Cuando llegó mi turno, subí las escaleras al pequeño cuarto que había sobre la sala de meditación, llamé, se me invitó a entrar, entré y me senté. Hubo unos momentos de silencio. Supongo que ella (la maestra zen) me estaba dando la oportunidad de empezar. Seguí en silencio. Probablemente percibió lo embarazoso de mi situación. Yo era más bien tímido.
Me
miro de una forma muy directa. Era imposible adivinar cómo se sentía, pero yo
percibía amabilidad en sus ojos. Tras lo que me pareció un tiempo larguísimo,
pero que no pudo ser más de un minuto, me ayudó:
“¿Quisieras
comentar alguna cosa?”
En
ese contexto, se trataba de una pregunta muy abierta. Podía haberla considerado
de muchas formas.

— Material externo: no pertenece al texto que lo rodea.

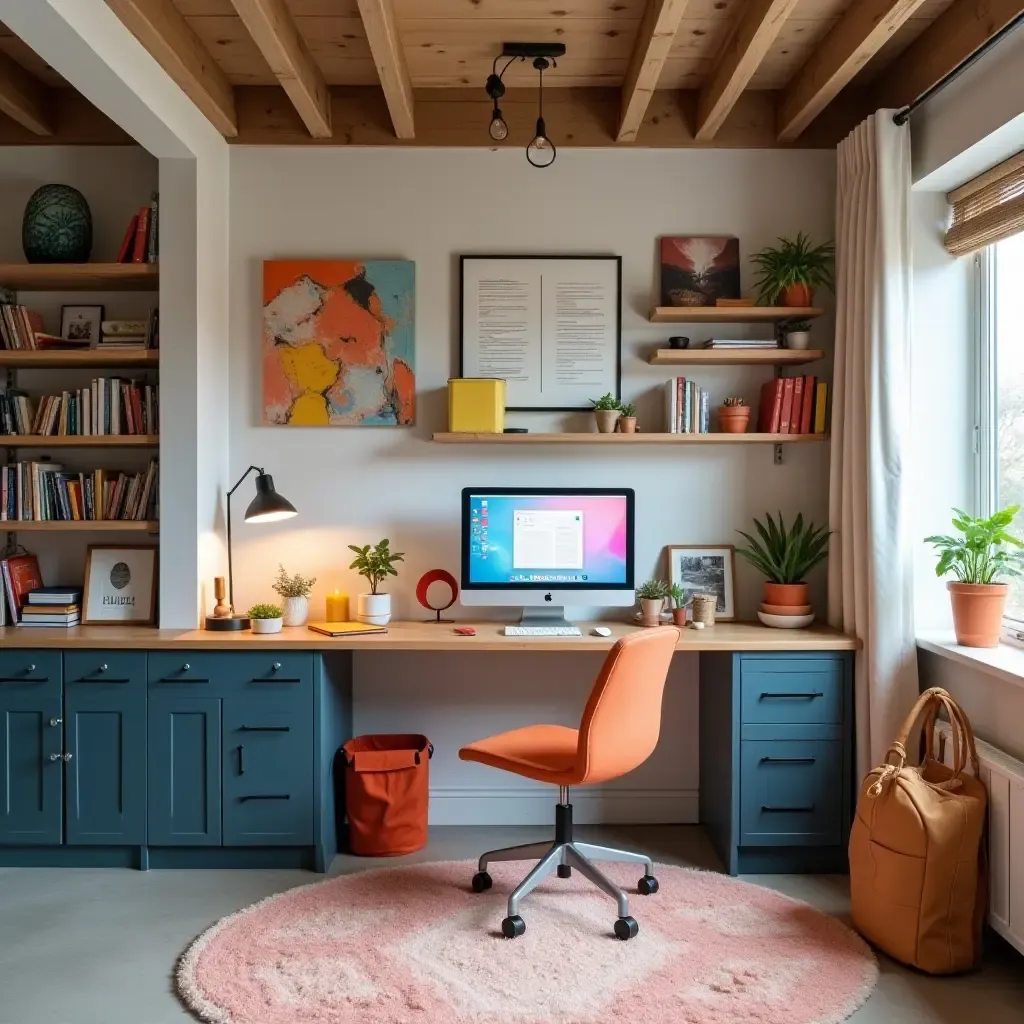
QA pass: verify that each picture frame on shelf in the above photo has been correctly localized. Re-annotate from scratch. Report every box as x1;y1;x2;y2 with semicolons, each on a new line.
82;544;159;626
666;544;736;622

Podía muy bien haberme servido de pretexto para hablar sobre
ciertas cuestiones técnicas de la práctica meditativa o como una excusa para
hablar de mi vida. Sin embargo, me quedé más paralizado que antes.
“¿Quisieras
comentar alguna cosa?” exigía de algún modo una respuesta que no fuera
meramente un lugar común. Parecía reclamar: “¿Puedes decir algo que sea
definitivamente verdadero? ¿Puedes decirlo ahora?” Aunque mil cosas pasaron
como relámpagos por mi mente, no había nada en mi vida que pudiera superar la
prueba.
Entonces,
fue como si el universo entero viniera a rescatarme. Mi vida se desvaneció y
tan sólo quedamos los dos, sentados cara a cara en un cuarto, en un día frío y
con una ventana abierta que daba a al jardín helado.
“Los
pájaros están cantando”,
dije.
Ella
sonrió.
Fue
un intercambio de ocho palabras en total, pero eso bastó para que la dirección
de mi vida cambiara de manera radical.